今さら? と思うかもしれないけれど。不器用に、手探りしながら今日まで二人で来た。その時間は短かったけれど、濃密でその一瞬一瞬が俺にとって宝物になった。それは本当に二人だけのかけがえのない時間で。だからそれを晒すのは、ちょっと――いや、かなり気恥ずかしさがある。
でも、と思う。ナイショにして隠すのも違うと思う。俺は雪姫のことが知りたい。雪姫にも俺のことを伝えたい。同じように、友人達にも伝えたいと思う。結果、呆れられるとしても。俺がどれだけ雪姫を大切に想っているのか。余すことなくず知って欲しいと思ってしまう。
「それは是非、儂も知りたいな」
「えぇ。興味がありますね、あなた」
みんなには聞き慣れない――俺には聞き覚えのある二人の声。俺は声の主達に首を向けた。

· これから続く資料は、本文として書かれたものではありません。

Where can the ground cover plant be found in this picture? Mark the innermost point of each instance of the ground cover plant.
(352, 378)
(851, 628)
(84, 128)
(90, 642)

そこに立っていたのはグレーのジャケット、リボンタイ、シルクハットに白い髭を生やした壮年の紳士。もう一人は色を麦わら帽子を被り、抑えたチェック柄のワンピースに身を包んだ婦人だった。
知っているか、知らないかと言われたら――とてもよく存知あげている二人なわけで。
「なんで……じーちゃんとばーちゃんがいるの?」
ようやく俺は言葉を絞り出した。
一瞬の沈黙。その沈黙はすぐに破られる。
「「「「えー!?」」」」
言葉にならない言葉が、日曜日の公園で反響して――昼寝をしていた野良猫たちが何事かと片耳をピンと立てているのが見えた。
ニヤニヤとこっちを見やるじーちゃん。微笑ましそうに笑みを溢すばーちゃんに視線を送りながら。俺は大きくため息をついた。
遠慮から俺から離れようとした雪姫の手を、改めてしっかりとその手を握ってみせる。
雪姫の喉元から、ひゅーひゅーと小さく喘鳴が漏れ出したから、なおさら。
誰の前であっても、俺は雪姫に対する対応を変えるつもりはない。この指で、雪姫の指を絡めて。絶対に離さないと、意思表示を示した。
――離れる必要も遠慮する必要もないから。そのままで良いから。大丈夫だから。俺はずっと傍にいる。
俺は、雪姫の耳元でそう囁いた。